Medical Malware: How to Protect Yourself and Your Patients
Practicing computer hygiene, or safe and secure computer habits, is the best way to prevent a virus from entering the system.
Computer malware is called a virus for a reason. Like pathogens and cancer cells, the danger of malware lies in persistence and spread. Shut it down, as the WannaCry ransomware program infecting Great Britain's National Health Services (NHS) was in May 2017, and that particular disease is eradicated.
But cancer cells in the body may develop resistance to treatments, and pathogens often develop resistance to antibiotics and antivirals, or learn, in other ways, to overcome immunity. Infections and cancers may be thought of as an arms race between agents or rogue cells and the host. The race against malware is much the same: it's a battle between hackers and security experts — though it's not at all clear who is winning. The health care sector, considered low-hanging fruit by hackers, is particularly vulnerable to attack.
In May 2017, WannaCry, which seems to have originated in North Korea but used software developed at the United States National Security Agency (NSA) and was sold on the dark web by a group called the Shadow Brokers, had a nearly catastrophic effect on the NHS.1 The ransomware locked computer systems and threatened to delete files unless ransom was paid in bitcoin. The ransomware exploited some older Windows systems that were either no longer supported by Microsoft or never had their security weaknesses patched.

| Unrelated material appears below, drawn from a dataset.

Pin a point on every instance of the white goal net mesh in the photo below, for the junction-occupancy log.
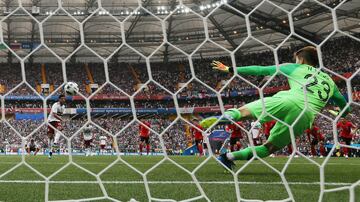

But fixing the technology alone will not address the most basic problem. As Niam Yaraghi, PhD, a fellow at the Brookings Institution Center for Technology Innovation, puts it, “you can fix the technology part, you can encrypt [your data], but how are you going to fix the stupidity? If you use the most advanced technology in the world, if people click on phishing links, [hackers] will still have access to user names and passwords.” Physicians and nurses under stress, says Dr Yaraghi, can easily make such mistakes.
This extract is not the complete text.